Essential internet infrastructure should not be content-neutral.
Content neutrality is a higher bar than you think it is. Content-neutral means the rules cannot take content into account at all.
If the content is millions of ssh login requests on thousands of servers with ec2-user and the top 10000 most used passwords, the infrastructure should be able to block that.
Content-neutrality would probably make it illegal to prevent DDoS attacks. At some levels of infrastructure, sure, but broadly speaking, content-neutrality seems like a bad requirement.
DDoS generally has little to do about the content of the traffic. It's more about volume and traffic pattern.
Anyway, I think the details are in intent and the nature of the communication. Service providers shouldn't actively block communications where the only intent of the communication is consensual exchange of information between two or more parties (such as visiting a website) regardless of the content of the exchanged information.
SPAM would qualify as non-consensual from one party, so it would be exempt.
The intent of DDoS isn't to exchange information, so it would also be exempt.
I'm sure that it would need pages legalese to make this work, like ironing out the circumstances when ISPs can assume intent or consent. SPAM block lists should be reasonable.

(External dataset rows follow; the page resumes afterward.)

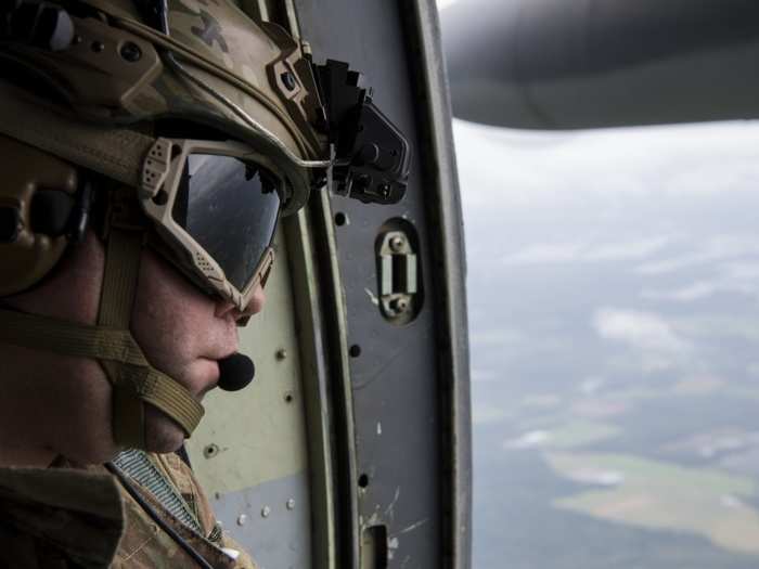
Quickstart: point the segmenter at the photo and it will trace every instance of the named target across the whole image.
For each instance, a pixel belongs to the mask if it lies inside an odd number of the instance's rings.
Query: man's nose
[[[256,286],[253,292],[253,297],[250,302],[248,302],[245,310],[239,310],[233,302],[229,300],[219,300],[216,303],[216,316],[227,318],[231,315],[235,321],[241,319],[250,318],[254,314],[258,314],[263,310],[263,303],[266,302],[266,293],[263,293],[263,287],[261,285]]]

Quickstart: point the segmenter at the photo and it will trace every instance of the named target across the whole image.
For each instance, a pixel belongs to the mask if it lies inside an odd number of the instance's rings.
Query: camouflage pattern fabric
[[[110,475],[68,468],[0,468],[0,567],[102,569],[124,531]]]
[[[192,470],[176,454],[149,454],[151,461],[162,470],[167,480],[173,483],[188,503],[203,528],[204,536],[186,528],[173,518],[153,495],[144,489],[142,497],[158,512],[182,539],[198,552],[214,568],[257,569],[253,559],[242,551],[232,538],[219,531],[216,518],[206,494],[201,489]],[[99,470],[94,467],[91,470]],[[104,470],[104,469],[103,469]],[[125,501],[126,529],[114,559],[113,569],[175,569],[192,568],[196,564],[190,556],[123,490]],[[221,548],[240,552],[231,559]]]
[[[219,529],[192,470],[175,454],[149,455],[179,490],[203,535],[141,496],[215,569],[257,569]],[[13,569],[192,569],[195,561],[103,467],[0,468],[0,567]],[[222,552],[239,552],[232,559]]]

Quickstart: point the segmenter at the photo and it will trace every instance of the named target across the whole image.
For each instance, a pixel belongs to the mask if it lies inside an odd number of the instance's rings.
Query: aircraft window
[[[477,569],[759,564],[759,124],[454,124]]]

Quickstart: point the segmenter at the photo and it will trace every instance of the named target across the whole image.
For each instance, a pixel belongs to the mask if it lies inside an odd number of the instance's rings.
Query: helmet
[[[280,216],[333,179],[397,202],[408,143],[347,64],[313,65],[233,0],[13,0],[0,39],[0,296],[39,282],[89,225],[106,250],[97,325],[2,310],[0,341],[100,361],[119,443],[144,447],[145,402],[189,436],[203,408],[129,332],[142,247],[242,309]]]

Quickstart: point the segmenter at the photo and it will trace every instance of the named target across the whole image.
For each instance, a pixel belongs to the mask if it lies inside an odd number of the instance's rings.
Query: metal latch
[[[420,292],[419,257],[403,231],[388,231],[380,243],[380,308],[396,323],[409,322]]]

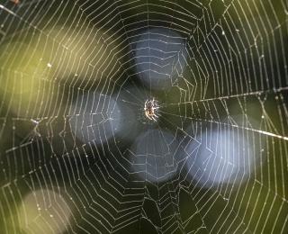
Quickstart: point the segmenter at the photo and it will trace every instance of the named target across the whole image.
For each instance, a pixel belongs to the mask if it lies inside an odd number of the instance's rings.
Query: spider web
[[[0,27],[1,233],[288,232],[287,1],[5,0]]]

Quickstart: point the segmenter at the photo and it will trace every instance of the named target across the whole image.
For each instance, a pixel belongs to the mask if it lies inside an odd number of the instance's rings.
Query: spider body
[[[144,104],[145,115],[149,120],[156,122],[156,118],[158,118],[157,115],[157,111],[159,108],[158,102],[153,98],[152,100],[147,100]]]

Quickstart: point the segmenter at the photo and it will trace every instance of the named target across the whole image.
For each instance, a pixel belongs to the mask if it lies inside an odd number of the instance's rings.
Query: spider
[[[149,120],[153,120],[156,122],[155,118],[158,118],[157,115],[157,110],[159,109],[158,102],[155,100],[153,97],[153,100],[148,101],[147,100],[144,104],[144,111],[145,111],[145,115],[147,118]]]

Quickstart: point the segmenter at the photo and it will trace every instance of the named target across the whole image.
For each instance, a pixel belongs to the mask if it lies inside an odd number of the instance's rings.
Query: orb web
[[[3,1],[0,232],[286,233],[287,9]]]

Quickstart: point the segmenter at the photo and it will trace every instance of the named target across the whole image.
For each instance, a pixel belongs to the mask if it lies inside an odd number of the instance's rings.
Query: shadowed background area
[[[287,41],[285,0],[2,0],[0,233],[288,233]]]

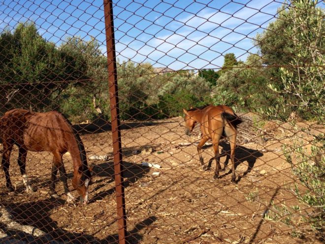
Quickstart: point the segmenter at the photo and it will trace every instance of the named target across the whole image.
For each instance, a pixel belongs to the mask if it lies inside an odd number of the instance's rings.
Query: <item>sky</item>
[[[116,57],[174,70],[219,69],[230,52],[245,61],[283,1],[113,0]],[[102,0],[0,0],[0,32],[27,21],[57,46],[93,36],[106,55]]]

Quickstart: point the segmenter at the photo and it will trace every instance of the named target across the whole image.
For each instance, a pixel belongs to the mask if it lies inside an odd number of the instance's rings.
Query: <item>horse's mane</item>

Your examples are people forcing packets to a network node, content neutrality is about receiving what you wish from a server whose operator has chosen to serve that content.
Stopping people who are actively committing crimes is not preventing free movement on a right of way. Or rather, it is in layman's terms, but free movement does not include the commission of crimes. In the same way stopping brute force attempts is not the same as inhibiting net neutrality.
Viewpoint neutrality is debatable though, in this situation, HE could argue that they aren't banning based on viewpoint but rather the nature of the content, and point to other websites sharing similar viewpoints that they carry. It just seems like a half-step that pleases no one and does nothing. Let private companies be private companies, we don't need the unelected bureaucrats to tell us how to run DDOS protection or route traffic.
Content neutrality is a higher bar than you think it is. Content-neutral means the rules cannot take content into account at all.
If the content is millions of ssh login requests on thousands of servers with ec2-user and the top 10000 most used passwords, the infrastructure should be able to block that.
Content-neutrality would probably make it illegal to prevent DDoS attacks. At some levels of infrastructure, sure, but broadly speaking, content-neutrality seems like a bad requirement.
Viewpoint-neutral, however, is a better goal.